À la lumière de ces résultats, il semblerait donc que l’abondance de certaines bactéries impliquées dans le métabolisme de la dopamine et du GABA dans le microbiote intestinal soit associée au développement et la progression de la myopie. Ce résultat est cohérent avec les résultats d’études réalisées par le passé ayant suggéré le rôle des métabolismes gabaergiques et dopaminergiques dans l’allongement du globe oculaire et la myopie.5 Cette découverte laisse entrevoir de nouvelles perspectives dans la compréhension du rôle des bactéries intestinales et dans le potentiel développement de thérapies innovantes ciblant le microbiote intestinal pour le contrôle de la myopie.
Références :
1- Levy M, Kolodziejczyk AA, Thaiss CA, Elinav E. Dysbiosis and the immune system. Nat Rev Immunol. 2017;17(4):219– 232.
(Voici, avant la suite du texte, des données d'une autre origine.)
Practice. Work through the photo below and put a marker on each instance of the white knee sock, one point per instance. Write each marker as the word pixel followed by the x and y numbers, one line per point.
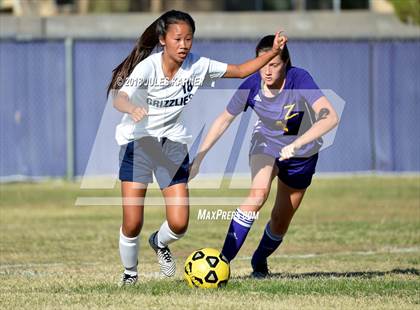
pixel 166 236
pixel 129 248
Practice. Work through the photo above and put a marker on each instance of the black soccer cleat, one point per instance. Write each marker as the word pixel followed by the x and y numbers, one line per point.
pixel 259 269
pixel 166 261
pixel 127 280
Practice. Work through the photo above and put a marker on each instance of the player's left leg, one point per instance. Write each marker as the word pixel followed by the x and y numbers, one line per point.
pixel 288 200
pixel 174 228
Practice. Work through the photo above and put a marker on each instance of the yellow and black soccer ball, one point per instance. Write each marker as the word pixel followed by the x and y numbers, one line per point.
pixel 206 268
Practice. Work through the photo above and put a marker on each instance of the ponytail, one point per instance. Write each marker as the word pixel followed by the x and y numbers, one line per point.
pixel 143 48
pixel 146 44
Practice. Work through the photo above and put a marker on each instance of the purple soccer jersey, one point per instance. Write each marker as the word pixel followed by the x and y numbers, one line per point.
pixel 283 118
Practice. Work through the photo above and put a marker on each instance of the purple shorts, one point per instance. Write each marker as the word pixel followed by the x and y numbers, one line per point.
pixel 294 172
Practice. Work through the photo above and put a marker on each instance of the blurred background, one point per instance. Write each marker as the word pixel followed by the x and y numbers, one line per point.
pixel 56 59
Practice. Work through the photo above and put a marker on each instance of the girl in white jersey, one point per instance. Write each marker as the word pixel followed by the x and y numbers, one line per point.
pixel 152 89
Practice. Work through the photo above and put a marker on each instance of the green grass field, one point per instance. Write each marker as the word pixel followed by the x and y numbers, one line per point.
pixel 355 243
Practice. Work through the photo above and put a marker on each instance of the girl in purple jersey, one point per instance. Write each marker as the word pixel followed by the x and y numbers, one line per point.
pixel 152 145
pixel 293 115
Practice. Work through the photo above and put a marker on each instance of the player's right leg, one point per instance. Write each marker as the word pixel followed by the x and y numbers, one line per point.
pixel 135 174
pixel 263 171
pixel 133 195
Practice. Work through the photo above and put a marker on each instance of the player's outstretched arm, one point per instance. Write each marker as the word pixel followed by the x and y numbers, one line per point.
pixel 122 103
pixel 217 129
pixel 252 66
pixel 327 119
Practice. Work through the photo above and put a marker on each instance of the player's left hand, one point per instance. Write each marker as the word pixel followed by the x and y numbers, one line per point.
pixel 289 151
pixel 279 41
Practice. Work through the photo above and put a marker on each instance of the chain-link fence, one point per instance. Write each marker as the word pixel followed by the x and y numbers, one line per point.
pixel 378 80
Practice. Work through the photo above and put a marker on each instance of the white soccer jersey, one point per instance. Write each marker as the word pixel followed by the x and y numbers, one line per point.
pixel 164 99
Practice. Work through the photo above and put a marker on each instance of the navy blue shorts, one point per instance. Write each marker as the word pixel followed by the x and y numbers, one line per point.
pixel 166 159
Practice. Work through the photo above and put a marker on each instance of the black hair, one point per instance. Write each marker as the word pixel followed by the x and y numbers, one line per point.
pixel 266 44
pixel 146 44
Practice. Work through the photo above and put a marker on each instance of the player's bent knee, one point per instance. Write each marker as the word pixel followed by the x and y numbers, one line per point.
pixel 258 197
pixel 132 229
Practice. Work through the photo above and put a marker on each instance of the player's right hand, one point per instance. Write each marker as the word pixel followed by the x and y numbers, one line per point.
pixel 138 113
pixel 280 41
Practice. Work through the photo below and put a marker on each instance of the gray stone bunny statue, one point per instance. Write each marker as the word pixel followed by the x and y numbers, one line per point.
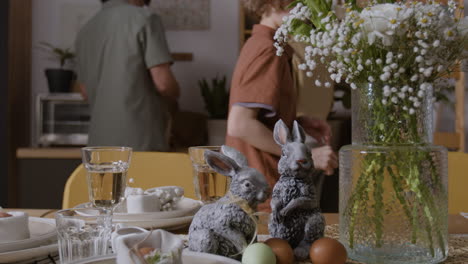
pixel 226 226
pixel 296 215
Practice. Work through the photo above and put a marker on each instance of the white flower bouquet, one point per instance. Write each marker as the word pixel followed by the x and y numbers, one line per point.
pixel 412 43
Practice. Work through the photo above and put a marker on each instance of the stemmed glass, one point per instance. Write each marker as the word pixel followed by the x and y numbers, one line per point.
pixel 106 174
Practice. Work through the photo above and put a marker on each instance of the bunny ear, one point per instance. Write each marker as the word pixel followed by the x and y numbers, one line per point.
pixel 234 154
pixel 221 163
pixel 281 133
pixel 298 133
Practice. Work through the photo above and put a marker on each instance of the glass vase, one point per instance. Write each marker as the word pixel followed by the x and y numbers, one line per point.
pixel 393 184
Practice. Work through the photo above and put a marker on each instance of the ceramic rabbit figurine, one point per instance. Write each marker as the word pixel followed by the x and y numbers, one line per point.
pixel 296 215
pixel 226 226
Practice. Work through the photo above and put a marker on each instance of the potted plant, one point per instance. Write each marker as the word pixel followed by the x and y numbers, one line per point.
pixel 59 80
pixel 216 99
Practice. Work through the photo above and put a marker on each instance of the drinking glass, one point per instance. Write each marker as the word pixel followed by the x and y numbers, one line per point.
pixel 83 233
pixel 209 185
pixel 106 174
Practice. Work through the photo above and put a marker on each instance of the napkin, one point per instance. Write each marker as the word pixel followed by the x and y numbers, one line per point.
pixel 169 245
pixel 15 227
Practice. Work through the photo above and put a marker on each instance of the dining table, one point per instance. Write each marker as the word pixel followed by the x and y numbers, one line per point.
pixel 458 225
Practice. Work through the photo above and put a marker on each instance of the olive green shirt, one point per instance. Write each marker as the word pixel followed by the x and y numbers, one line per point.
pixel 114 51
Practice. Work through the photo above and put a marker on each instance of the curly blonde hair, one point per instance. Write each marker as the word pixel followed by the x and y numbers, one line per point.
pixel 260 7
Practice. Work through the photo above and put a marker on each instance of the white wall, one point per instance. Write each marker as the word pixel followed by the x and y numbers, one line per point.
pixel 214 51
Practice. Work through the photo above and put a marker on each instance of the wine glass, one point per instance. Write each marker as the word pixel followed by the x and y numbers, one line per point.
pixel 106 174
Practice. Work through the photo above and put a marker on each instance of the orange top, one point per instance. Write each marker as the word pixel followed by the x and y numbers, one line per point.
pixel 263 80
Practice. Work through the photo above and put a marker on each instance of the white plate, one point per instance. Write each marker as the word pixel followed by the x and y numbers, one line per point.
pixel 28 254
pixel 184 207
pixel 42 232
pixel 188 257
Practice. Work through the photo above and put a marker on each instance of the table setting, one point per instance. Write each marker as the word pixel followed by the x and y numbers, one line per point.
pixel 393 205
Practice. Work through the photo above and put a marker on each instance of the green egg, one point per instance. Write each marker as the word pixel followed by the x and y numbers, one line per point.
pixel 258 253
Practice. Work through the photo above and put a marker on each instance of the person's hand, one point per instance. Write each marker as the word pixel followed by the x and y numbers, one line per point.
pixel 317 128
pixel 325 159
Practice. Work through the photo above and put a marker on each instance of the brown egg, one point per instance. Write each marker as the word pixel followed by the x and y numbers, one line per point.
pixel 282 249
pixel 145 251
pixel 3 214
pixel 327 251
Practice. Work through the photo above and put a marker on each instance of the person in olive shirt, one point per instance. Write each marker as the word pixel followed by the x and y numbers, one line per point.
pixel 123 69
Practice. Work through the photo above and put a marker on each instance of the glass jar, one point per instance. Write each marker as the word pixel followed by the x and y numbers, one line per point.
pixel 377 120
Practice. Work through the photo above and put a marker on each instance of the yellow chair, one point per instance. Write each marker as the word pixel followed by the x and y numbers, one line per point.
pixel 458 182
pixel 148 169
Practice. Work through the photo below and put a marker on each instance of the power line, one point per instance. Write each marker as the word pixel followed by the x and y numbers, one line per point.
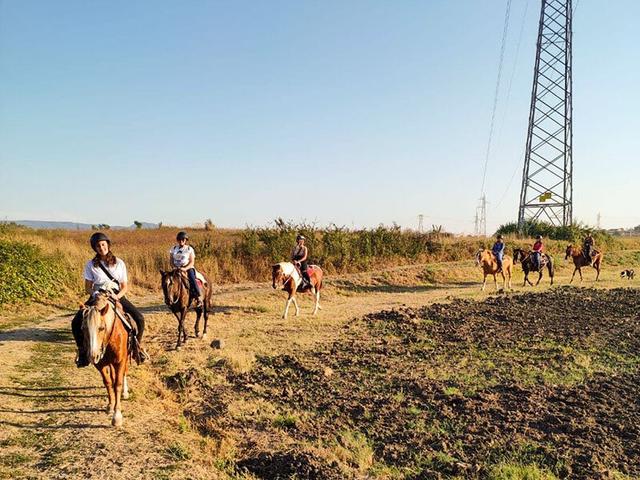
pixel 505 30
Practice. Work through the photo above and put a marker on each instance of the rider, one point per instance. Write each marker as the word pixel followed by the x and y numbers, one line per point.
pixel 498 251
pixel 588 246
pixel 105 272
pixel 536 255
pixel 183 257
pixel 299 256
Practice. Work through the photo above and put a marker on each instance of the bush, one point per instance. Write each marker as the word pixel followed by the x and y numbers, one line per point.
pixel 27 274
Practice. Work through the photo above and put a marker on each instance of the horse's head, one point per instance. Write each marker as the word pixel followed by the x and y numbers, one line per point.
pixel 277 275
pixel 171 285
pixel 569 252
pixel 97 323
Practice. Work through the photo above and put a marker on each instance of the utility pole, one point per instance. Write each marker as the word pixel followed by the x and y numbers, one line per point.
pixel 547 186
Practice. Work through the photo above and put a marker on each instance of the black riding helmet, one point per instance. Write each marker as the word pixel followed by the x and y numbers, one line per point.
pixel 98 237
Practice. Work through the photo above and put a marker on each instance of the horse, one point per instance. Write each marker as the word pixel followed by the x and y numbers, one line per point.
pixel 487 260
pixel 286 275
pixel 520 255
pixel 579 261
pixel 177 296
pixel 107 348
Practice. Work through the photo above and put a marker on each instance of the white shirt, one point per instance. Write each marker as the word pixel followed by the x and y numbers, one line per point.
pixel 98 277
pixel 181 255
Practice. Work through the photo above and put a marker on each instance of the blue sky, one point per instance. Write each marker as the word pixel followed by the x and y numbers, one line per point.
pixel 353 112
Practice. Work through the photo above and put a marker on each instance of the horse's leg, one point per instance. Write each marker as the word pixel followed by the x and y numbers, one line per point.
pixel 206 315
pixel 108 384
pixel 198 315
pixel 119 368
pixel 295 304
pixel 315 310
pixel 125 387
pixel 178 343
pixel 286 307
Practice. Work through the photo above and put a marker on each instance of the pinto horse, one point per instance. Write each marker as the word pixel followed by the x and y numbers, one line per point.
pixel 579 261
pixel 520 255
pixel 286 275
pixel 177 296
pixel 487 260
pixel 107 346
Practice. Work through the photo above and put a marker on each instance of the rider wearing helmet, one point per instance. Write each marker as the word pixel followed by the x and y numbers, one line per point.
pixel 105 273
pixel 299 256
pixel 498 251
pixel 183 257
pixel 588 247
pixel 536 255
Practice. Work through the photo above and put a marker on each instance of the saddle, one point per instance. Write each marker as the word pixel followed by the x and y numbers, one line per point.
pixel 133 346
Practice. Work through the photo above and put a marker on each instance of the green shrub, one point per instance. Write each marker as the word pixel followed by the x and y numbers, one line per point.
pixel 27 274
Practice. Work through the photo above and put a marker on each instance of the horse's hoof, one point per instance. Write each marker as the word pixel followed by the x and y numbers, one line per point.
pixel 116 421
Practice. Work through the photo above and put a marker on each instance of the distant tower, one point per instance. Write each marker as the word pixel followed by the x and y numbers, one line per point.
pixel 547 188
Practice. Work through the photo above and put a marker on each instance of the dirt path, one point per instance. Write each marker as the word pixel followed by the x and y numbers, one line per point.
pixel 52 414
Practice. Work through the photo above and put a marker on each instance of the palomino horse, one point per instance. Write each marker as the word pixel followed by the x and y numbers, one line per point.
pixel 106 341
pixel 286 275
pixel 177 296
pixel 520 255
pixel 487 260
pixel 579 261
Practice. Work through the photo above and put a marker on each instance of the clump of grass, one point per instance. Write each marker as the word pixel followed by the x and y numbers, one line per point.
pixel 354 449
pixel 285 421
pixel 510 471
pixel 178 451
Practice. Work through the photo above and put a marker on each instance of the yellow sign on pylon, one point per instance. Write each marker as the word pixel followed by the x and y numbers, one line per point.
pixel 545 196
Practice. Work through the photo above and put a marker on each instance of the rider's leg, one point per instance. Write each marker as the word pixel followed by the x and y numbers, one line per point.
pixel 305 273
pixel 129 308
pixel 193 284
pixel 76 328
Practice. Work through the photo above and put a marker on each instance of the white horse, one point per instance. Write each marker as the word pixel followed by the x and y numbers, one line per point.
pixel 286 275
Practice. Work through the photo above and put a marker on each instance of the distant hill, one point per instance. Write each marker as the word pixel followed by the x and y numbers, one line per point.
pixel 46 225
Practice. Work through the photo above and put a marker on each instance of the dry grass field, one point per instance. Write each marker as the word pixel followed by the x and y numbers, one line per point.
pixel 408 372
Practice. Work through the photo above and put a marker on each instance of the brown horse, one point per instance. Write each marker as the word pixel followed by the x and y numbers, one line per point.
pixel 286 275
pixel 487 260
pixel 579 261
pixel 177 296
pixel 106 341
pixel 520 255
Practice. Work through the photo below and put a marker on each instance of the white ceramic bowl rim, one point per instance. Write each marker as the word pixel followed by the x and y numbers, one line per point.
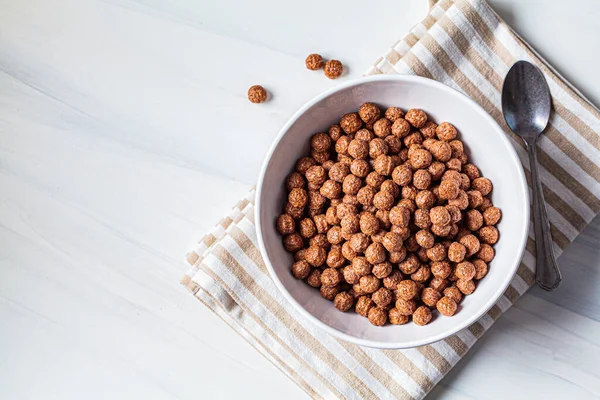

2- Sedzikowska A, Szablewski L. Human gut microbiota in health and selected cancers. Intl J Mol Sci. 2021;22(24):13440.
3- Floyd JL, Grant MB. The gut-eye axis: lessons learned from murine models. Ophthalmol Ther. 2020;9(3):499–513.
4- Labetoulle M, Baudouin C, Benitez Del Castillo JM, Rolando M, Rescigno M, Messmer EM, Aragona P. How gut microbiota may impact ocular surface homeostasis and related disorders. Prog Retin Eye Res. 2024 May;100:101250.
5- Schmid KL, Strasberg G, Rayner CL, Hartfield PJ. The effects and interactions of GABAergic and dopaminergic agents in the prevention of form deprivation myopia by brief periods of normal vision. Exp Eye Res. 2013;110:88–95.
Reference article: Omar WEW, Singh G, McBain AJ, Cruickshank F, Radhakrishnan H. Gut microbiota profiles in myopes and nonmyopes. Invest Ophthalmol Vis Sci. 2024;65(5):2.
Reviewer : Paul Bastelica , thématique : microbiologie.
L’occlusion reste le traitement de référence pour l’amblyopie
Malgré les progrès réalisés grâce au dépistage,1 l'amblyopie reste une cause majeure de trouble visuel fréquent chez l'enfant, et constitue toujours un problème de santé publique. Concernant la prise en charge, les recommandations ne sont pas uniformes : plusieurs pays recommandent une période prolongée de correction optique préalable à la mise en place de l’occlusion, tandis dans d’autres pays, comme en France, l’occlusion est démarrée précocement (et même immédiatement en cas d’amblyopie profonde), en association avec la correction optique totale.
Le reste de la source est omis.